My mother was telling me about working with a committee to make centerpieces for the
dinner tables for a fashion show she was helping to coordinate. I didn't quite picture the
look, but it had something to do with live plants, cocktail umbrellas and wire.
At the recent roast-a-doc for which I was the photographer, Dr. G's wife and her
committee made wonderful centerpieces out of coconut sand, and orchids, creating the luau
theme she was going for. A year or two at Easter, my sister-in-law used squares of sod,
with real grass growing on it and hid the Easter bunnies and the eggs in there. It was
really unique, and quite lovely (despite the flying insects that were hiding in the
grass).
I have sometimes been known to take a big candle, plunk it in the center of a table and
try to drape some cloth around it and call it clever. I did spend several months watching
Christopher Lowell and heard him talk over and over again about how "elegant"
you can get by varying heights of candles and draping marvelous things over them.
Mine always looked like a pile of laundry that someone laid some candles down in.
Somehow "elegance" was never quite a word I would use to describe it.

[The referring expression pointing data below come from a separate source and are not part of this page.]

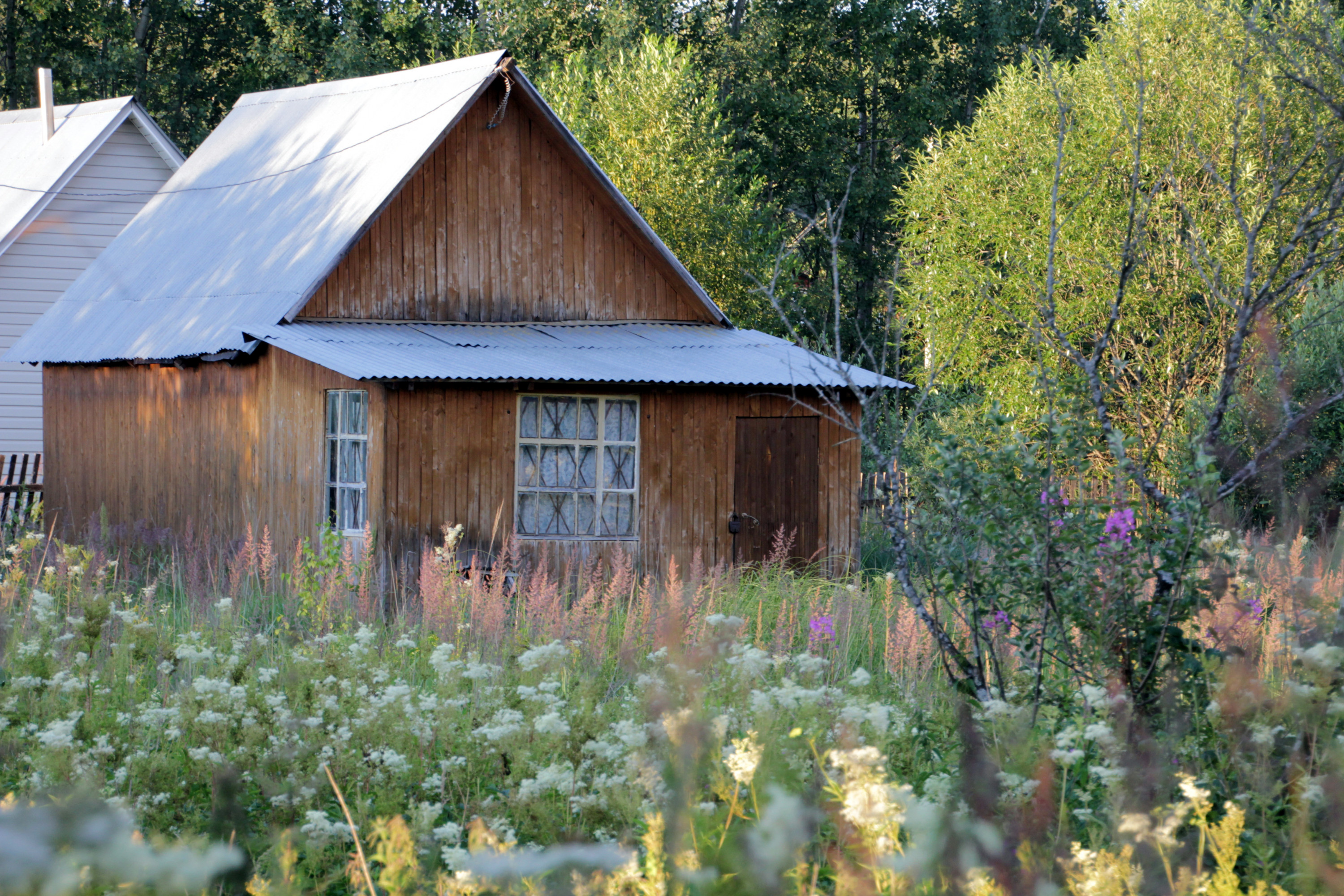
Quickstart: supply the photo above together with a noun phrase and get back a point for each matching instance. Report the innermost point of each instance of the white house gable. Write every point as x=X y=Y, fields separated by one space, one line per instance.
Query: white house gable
x=56 y=248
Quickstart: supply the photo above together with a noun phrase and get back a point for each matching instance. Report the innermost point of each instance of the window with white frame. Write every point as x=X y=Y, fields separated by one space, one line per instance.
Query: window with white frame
x=578 y=465
x=347 y=460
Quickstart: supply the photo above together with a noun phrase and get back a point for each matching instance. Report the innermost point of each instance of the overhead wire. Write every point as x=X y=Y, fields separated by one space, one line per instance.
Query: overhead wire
x=500 y=69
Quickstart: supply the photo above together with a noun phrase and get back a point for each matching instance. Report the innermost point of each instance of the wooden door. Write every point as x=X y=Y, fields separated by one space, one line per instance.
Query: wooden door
x=775 y=485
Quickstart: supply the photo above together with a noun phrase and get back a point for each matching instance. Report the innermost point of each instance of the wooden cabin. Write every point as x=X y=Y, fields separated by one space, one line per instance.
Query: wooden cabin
x=414 y=300
x=66 y=194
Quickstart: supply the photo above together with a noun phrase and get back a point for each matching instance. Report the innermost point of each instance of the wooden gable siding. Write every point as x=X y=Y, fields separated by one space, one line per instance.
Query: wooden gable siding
x=503 y=225
x=451 y=457
x=213 y=447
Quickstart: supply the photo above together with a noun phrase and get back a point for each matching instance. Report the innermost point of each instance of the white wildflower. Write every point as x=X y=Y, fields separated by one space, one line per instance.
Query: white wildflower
x=744 y=757
x=503 y=724
x=551 y=723
x=1322 y=656
x=60 y=732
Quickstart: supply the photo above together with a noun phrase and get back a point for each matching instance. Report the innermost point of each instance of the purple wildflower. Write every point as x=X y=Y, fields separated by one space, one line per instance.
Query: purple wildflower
x=823 y=632
x=1120 y=526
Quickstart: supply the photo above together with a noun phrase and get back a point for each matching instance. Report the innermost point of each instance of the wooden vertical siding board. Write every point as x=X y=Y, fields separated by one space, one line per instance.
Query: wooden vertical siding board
x=496 y=226
x=203 y=447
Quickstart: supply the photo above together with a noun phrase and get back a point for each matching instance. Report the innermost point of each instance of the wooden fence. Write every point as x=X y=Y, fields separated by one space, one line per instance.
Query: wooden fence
x=21 y=487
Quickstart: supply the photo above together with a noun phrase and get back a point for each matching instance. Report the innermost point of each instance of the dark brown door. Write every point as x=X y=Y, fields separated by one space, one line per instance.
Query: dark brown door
x=775 y=485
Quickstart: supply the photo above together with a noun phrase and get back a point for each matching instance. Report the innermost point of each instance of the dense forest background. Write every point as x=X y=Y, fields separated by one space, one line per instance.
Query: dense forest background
x=771 y=108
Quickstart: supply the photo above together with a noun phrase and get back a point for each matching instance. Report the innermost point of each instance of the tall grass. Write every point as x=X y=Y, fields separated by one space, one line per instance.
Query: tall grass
x=791 y=732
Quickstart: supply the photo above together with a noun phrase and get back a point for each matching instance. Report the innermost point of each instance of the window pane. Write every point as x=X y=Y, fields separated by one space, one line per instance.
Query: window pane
x=558 y=418
x=527 y=418
x=588 y=466
x=619 y=515
x=527 y=462
x=558 y=465
x=588 y=418
x=619 y=466
x=556 y=512
x=353 y=461
x=357 y=414
x=586 y=505
x=621 y=422
x=527 y=513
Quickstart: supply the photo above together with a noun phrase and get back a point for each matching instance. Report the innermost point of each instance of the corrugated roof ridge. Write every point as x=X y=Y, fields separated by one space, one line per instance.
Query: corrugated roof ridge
x=572 y=323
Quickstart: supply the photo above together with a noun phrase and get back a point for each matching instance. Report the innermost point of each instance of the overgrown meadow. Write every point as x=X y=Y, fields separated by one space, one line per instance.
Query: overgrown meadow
x=218 y=720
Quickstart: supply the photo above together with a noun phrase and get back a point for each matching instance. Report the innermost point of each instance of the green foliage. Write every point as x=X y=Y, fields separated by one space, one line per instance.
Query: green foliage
x=1301 y=484
x=1023 y=555
x=655 y=129
x=1182 y=86
x=816 y=97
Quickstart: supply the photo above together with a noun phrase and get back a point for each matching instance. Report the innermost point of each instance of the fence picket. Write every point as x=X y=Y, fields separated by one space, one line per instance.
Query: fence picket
x=18 y=497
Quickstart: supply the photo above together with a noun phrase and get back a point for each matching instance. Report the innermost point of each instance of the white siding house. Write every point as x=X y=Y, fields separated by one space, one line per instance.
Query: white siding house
x=62 y=201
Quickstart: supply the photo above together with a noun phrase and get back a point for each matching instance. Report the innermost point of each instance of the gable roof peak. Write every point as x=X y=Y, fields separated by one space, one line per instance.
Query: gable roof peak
x=258 y=217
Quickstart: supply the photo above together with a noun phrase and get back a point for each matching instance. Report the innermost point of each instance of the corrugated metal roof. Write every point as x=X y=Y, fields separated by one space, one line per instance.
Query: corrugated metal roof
x=33 y=170
x=627 y=353
x=260 y=214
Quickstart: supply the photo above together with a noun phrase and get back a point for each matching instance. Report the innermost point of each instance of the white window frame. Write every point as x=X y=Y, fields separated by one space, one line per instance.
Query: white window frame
x=600 y=444
x=332 y=476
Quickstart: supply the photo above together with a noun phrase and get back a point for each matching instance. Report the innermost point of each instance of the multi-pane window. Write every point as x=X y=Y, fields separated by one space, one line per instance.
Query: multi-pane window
x=347 y=458
x=577 y=466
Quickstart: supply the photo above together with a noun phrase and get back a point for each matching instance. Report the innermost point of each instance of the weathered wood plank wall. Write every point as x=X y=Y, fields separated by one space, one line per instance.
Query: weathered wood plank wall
x=224 y=447
x=451 y=456
x=502 y=225
x=215 y=445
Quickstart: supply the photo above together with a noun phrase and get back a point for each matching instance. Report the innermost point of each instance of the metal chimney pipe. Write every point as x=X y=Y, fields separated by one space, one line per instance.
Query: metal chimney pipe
x=47 y=104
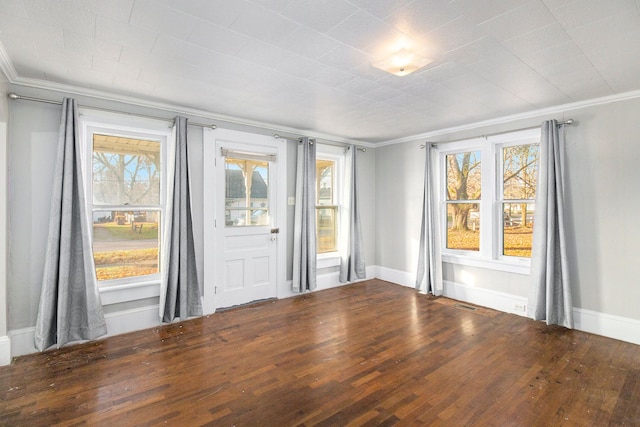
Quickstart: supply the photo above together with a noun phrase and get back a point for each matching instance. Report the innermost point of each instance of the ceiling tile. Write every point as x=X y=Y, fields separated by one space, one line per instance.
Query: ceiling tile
x=583 y=12
x=320 y=15
x=365 y=32
x=78 y=20
x=219 y=12
x=89 y=46
x=345 y=58
x=331 y=77
x=147 y=14
x=264 y=25
x=258 y=52
x=14 y=8
x=531 y=16
x=482 y=10
x=116 y=9
x=418 y=18
x=539 y=39
x=308 y=64
x=454 y=35
x=218 y=38
x=309 y=43
x=117 y=32
x=380 y=8
x=275 y=5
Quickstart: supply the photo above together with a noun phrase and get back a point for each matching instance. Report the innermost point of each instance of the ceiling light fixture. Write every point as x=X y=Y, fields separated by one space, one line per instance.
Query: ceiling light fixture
x=403 y=62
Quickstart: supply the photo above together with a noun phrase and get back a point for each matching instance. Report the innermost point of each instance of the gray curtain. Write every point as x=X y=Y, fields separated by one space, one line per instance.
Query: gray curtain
x=180 y=288
x=70 y=308
x=304 y=233
x=352 y=265
x=429 y=275
x=550 y=297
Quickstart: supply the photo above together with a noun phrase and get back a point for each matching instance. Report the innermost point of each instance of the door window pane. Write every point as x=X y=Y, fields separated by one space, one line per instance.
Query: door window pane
x=246 y=192
x=125 y=243
x=126 y=171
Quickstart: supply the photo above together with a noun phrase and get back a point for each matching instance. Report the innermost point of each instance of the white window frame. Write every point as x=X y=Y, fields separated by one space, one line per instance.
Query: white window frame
x=489 y=256
x=337 y=155
x=92 y=122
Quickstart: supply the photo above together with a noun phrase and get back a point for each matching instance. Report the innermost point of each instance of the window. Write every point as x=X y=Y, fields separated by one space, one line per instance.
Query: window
x=246 y=192
x=463 y=187
x=126 y=187
x=487 y=198
x=326 y=206
x=517 y=194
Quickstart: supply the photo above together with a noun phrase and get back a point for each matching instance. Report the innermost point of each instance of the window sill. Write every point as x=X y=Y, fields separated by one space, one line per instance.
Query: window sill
x=327 y=260
x=129 y=292
x=518 y=266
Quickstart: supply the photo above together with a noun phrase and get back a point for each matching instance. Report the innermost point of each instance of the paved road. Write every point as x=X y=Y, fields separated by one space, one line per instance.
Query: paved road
x=123 y=245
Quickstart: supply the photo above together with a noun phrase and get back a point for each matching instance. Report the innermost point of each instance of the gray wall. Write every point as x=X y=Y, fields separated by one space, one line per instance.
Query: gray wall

I have finally gotten Christmas table decorations down to a science. We went to
a Christmas party for Walt's office a few years back and the hostess had done a lovely
thing with some artificial greenery and votive candles. It worked so well I've copied it
every year. I know it's time for a change, but untill I go to another fancy dinner party,
I'm fresh out of ideas.
I am a little more competent in the kitchen, however. I can whup up a 7 course
Chinese meal for 12 people while hardly breaking a sweat. I am not afraid to try new
things out on guests, because we entertain so seldom that I never have a chance to perfect
them before a guest comes to dinner.
Heck, I can even make--and have made--risotto. I will not say it was a howling success,
but it was made with the utmost care and in the best spirit of Martha Stewart.
I have this dream. It's a dream of a house where there are no tsatskes. Where all the
dishes and the silverware match. Where tablecloths and napkins match. Where there are
fresh flowers and candles on the table. Where the table always looks lovely and at
dinnertime the meal is as pretty to look at as to eat.
Then I wake up, open the freezer, try to decide what I'm going to make with another
frozen chicken breast, and hope that the pile of junk on the table (which is still covered
with the tablecloth from Christmas) doesn't fall over into the dinnerplate while we're
eating.
But once in awhile I get to go out and see how the other half lives, and have risotto
and breadsticks while little bunnies look at me with big, luminous eyes.